Patients with clinical evidence of pneumonia (eg, new pulmonary infiltrate, decreased oxygenation, and fever and/or leukocytosis) whose respiratory culture grows S. maltophilia (with or without other concurrent respiratory pathogens) should be considered to have true infection.

In the absence of consolidation on chest radiography and other clinical signs of pulmonary infection, a positive respiratory tract isolate of Stenotrophomonas probably represents colonization rather than invasive disease. In a retrospective review of 92 patients presenting with acute respiratory symptoms and subsequently found to have respiratory cultures positive for S. maltophilia, there was no measurable impact of antibiotic therapy in patients who did not have chest radiograph consolidation [99].

Nonrespiratory isolates – As with respiratory samples, clinicians should use caution when interpreting culture data obtained from other nonsterile sites. Given the organism's propensity to colonize foreign material, cultures from indwelling urinary catheters, surgical drains, and vascular catheter hubs are especially likely to represent colonization.

It is critical to assess for clinical evidence of infection, such as fever, leukocytosis, or localized symptoms. In the absence of such findings, the culture findings may be presumed to reflect colonization rather than infection. For example, asymptomatic bacteruria should not be treated in most individuals. (See "Asymptomatic bacteriuria in adults".)

Indications for empiric therapy — We suggest covering Stenotrophomonas as part of empiric therapy in certain situations. Primarily, we provide empiric therapy to patients with moderate to severe infection (eg, ventilator-associated pneumonia) who have had prior cultures at the site of infection that grew S. maltophilia.

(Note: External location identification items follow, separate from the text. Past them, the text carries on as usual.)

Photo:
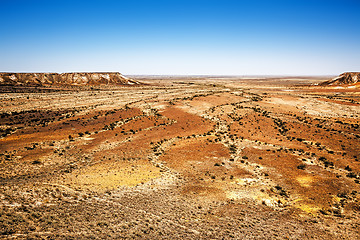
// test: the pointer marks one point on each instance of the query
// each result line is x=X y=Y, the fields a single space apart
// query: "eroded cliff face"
x=79 y=78
x=344 y=78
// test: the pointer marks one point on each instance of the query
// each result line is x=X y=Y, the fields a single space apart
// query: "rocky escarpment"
x=344 y=78
x=79 y=78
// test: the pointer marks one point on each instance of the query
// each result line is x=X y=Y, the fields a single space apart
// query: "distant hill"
x=76 y=78
x=344 y=78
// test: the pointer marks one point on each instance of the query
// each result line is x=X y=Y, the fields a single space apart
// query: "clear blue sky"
x=222 y=37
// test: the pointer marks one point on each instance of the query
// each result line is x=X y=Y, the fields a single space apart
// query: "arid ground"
x=181 y=158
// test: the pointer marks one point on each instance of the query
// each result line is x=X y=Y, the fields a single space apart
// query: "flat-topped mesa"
x=76 y=78
x=344 y=78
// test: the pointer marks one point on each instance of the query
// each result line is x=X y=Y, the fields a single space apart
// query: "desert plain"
x=181 y=158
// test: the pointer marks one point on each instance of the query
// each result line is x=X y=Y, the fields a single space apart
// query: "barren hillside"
x=51 y=79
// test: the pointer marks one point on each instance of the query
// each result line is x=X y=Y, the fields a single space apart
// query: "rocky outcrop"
x=52 y=79
x=345 y=78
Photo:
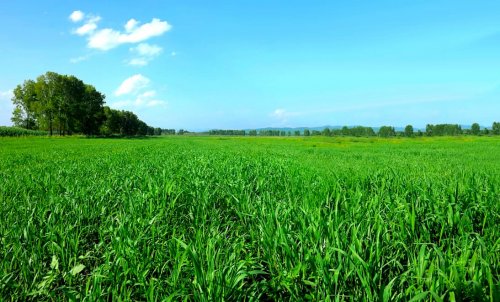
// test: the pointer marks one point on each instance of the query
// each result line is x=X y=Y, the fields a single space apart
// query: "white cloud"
x=79 y=59
x=131 y=25
x=107 y=38
x=87 y=28
x=76 y=16
x=138 y=62
x=146 y=53
x=132 y=85
x=143 y=100
x=145 y=49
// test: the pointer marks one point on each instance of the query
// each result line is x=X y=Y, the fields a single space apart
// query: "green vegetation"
x=16 y=131
x=66 y=105
x=361 y=131
x=217 y=218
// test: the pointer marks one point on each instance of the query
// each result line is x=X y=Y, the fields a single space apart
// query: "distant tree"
x=495 y=128
x=386 y=131
x=409 y=131
x=25 y=105
x=475 y=129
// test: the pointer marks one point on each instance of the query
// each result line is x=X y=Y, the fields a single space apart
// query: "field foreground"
x=217 y=218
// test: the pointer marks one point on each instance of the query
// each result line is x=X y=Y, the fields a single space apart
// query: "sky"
x=202 y=65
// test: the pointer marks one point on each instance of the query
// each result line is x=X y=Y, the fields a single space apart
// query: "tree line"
x=360 y=131
x=64 y=104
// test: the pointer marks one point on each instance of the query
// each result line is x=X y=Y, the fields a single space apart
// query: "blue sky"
x=201 y=65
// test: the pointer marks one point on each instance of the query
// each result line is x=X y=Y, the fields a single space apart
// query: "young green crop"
x=211 y=219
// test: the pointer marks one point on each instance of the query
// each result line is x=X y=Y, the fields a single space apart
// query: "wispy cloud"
x=146 y=99
x=79 y=59
x=76 y=16
x=145 y=53
x=138 y=92
x=108 y=38
x=132 y=85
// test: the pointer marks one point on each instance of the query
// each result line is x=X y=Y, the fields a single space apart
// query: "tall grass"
x=16 y=131
x=249 y=219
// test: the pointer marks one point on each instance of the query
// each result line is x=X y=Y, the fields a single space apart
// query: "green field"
x=218 y=218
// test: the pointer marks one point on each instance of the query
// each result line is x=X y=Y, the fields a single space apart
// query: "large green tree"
x=475 y=129
x=409 y=130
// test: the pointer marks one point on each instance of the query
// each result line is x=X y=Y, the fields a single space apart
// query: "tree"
x=409 y=131
x=386 y=131
x=475 y=129
x=495 y=128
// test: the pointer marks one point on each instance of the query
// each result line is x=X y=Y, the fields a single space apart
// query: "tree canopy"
x=65 y=104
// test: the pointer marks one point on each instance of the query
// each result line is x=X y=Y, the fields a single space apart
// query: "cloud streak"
x=145 y=53
x=108 y=38
x=132 y=85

In such cases, we treat with agents that were active against the prior isolates. If the organism ultimately grows from culture, we continue treatment and alter our regimen once susceptibility results return, as described below. (See 'Suggested antibiotic regimens' below.)

Assessing the severity of infection — Clinical judgement is necessary when categorizing a patient's severity of illness. We typically divide infections in one of two categories:

Mild infections – In general, mild infections are those that have good source control and no evidence of severe sepsis or septic shock. Examples include cystitis and tracheitis. Select cases of pneumonia may be categorized as mild if no systemic symptoms (eg, fever >100.5°F/38°C, tachycardia, tachypnea), decrease in baseline oxygenation, or other concerning features are present.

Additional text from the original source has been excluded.